Четвероногий снова трусил за мной. Легко это у них всё получается – раболепства и предательства, виляния хвостами и настороженности. Отчего у меня не получается так?

Скоро я выбился из сил. Мне надо было куда-то идти, я пошёл верхней улицей, она недалеко от леса. Вскоре остановился у забора семнадцатого дома. Сложившись пополам, копалась в огороде толстая старуха. Слышать она меня не могла, но, подняв голову, случайно увидела.

– Фёдоровна, – больным и надтреснутым голосом сказал я. – Семён дома?

– Нет никакого Семёна! – поджав губы, сказала старуха. – А тебе на что?

– Так… дело одно есть.

– Знаю я твоё дело.

– Ничего ты не знаешь.

– А пожить тебе здесь всё равно не получится.

– Он когда вернётся-то?

– А вот этого я знать не могу.

– Что ж ты про сына не знаешь-то?

– Он недавно жениться собрался, и поэтому, если ты жить здесь надумал, то лучше сразу не рассчитывай.

– А что, это ты про деньги? Так ты не бери в голову. Я на работу устроюсь и сразу отдам.

– Кто ж тебя возьмёт на работу, такого-то? – покачала головою Фёдоровна.

– И не таких ещё берут.

– Не таких берут, а таких вот – чёрта с два.

– Я ведь не просил тебя умничать, – недовольно возразил я.

– А я слышала, что тебя выпустили...

– Где ты слышала? Я только сегодня приехал.

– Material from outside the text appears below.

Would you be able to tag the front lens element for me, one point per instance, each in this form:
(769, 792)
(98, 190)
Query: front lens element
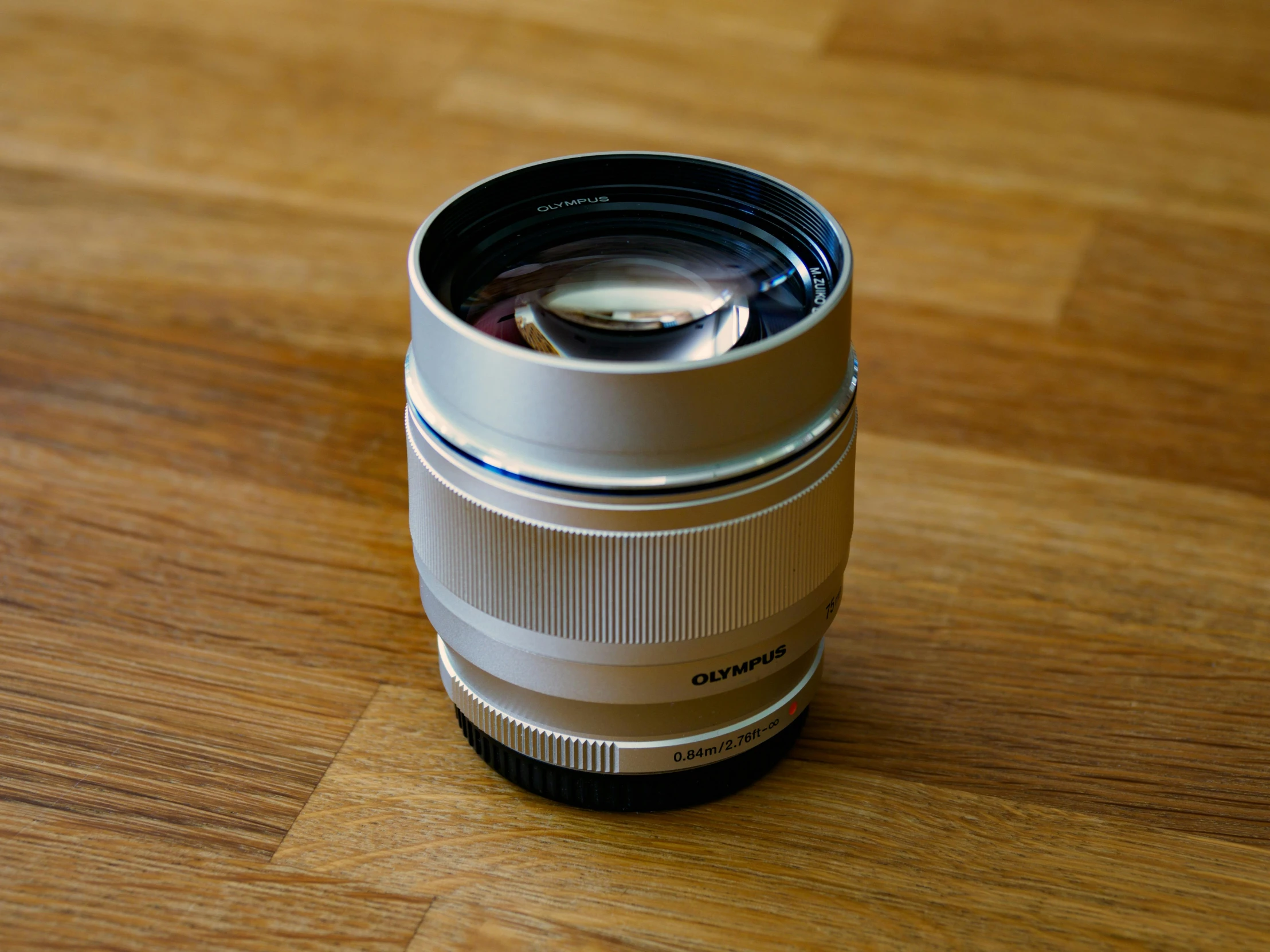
(685, 267)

– Ну, да, конечно! Сегодня…

– Сговорились вы все! – крикнул я.

– Слушай, Лёшка, – сказала Фёдоровна. – Может, тебе взять да помереть? Тебе же самому проще будет. Да и всем хорошо.

– Ладно, – отрезал я. – Скажи Семёну, что я приходил.

– И говорить ничего не стану, – сказала старуха. – Нашёл посыльную. И ещё тут с собакой припёрся.

– Это не моя собака.

– А это мне всё равно.

– Тебе же хуже будет, если не передашь, – со злостью сказал я.

– Иди-иди, не угрожай здесь!

Я попятился, я стал пятиться, так и отходил от забора, пятясь, и всё смотрел на старуху. Она будто бы торжествовала. Они все торжествуют. Они меня при себе содержат поблизости лишь для собственного торжества, я знал это. Моё же торжество было в умалённости, в отдельности и в беспорядочных монологах.
Я бы и гроша ломаного и затёртого не поставил на победу этой расы, этого народа, над обстоятельствами.

Потом я снова спустился к реке, кобелёк преданно волочился за мною.
– Ну, что, – сказал я. – Может, я вправду приходил… какая разница – был, не был, чего они все?.. А этот? Ты видел его? Этот-то кто был? Не знаешь? И я не знаю. Тебя звать-то как? – спросил я.

Мы остановились. Я долго смотрел в его тёплую и тупую, кареглазую морду. Он подумал и тявкнул мне что-то в ответ, не вполне вразумительное.

– Нет, – сказал я. – Это не годится. Это не имя. Куда ты с таким именем? С таким именем тебе крышка!.. Нет, а вообще – кто ты? Тузик, что ли? Тузик… Нет. Ты знаешь, кто ты? Ты и сам этого не знаешь. А я знаю. Ты – Мир. Мир, – сказал я. – Мир, – ещё раз повторил я, привыкая к гордому кобелиному имени. Впрочем, пожалуй, не такому и гордому. Чего ж гордого в мире?! Скорее уж одно несуразное в нём… – Ну! Пошли, что ли…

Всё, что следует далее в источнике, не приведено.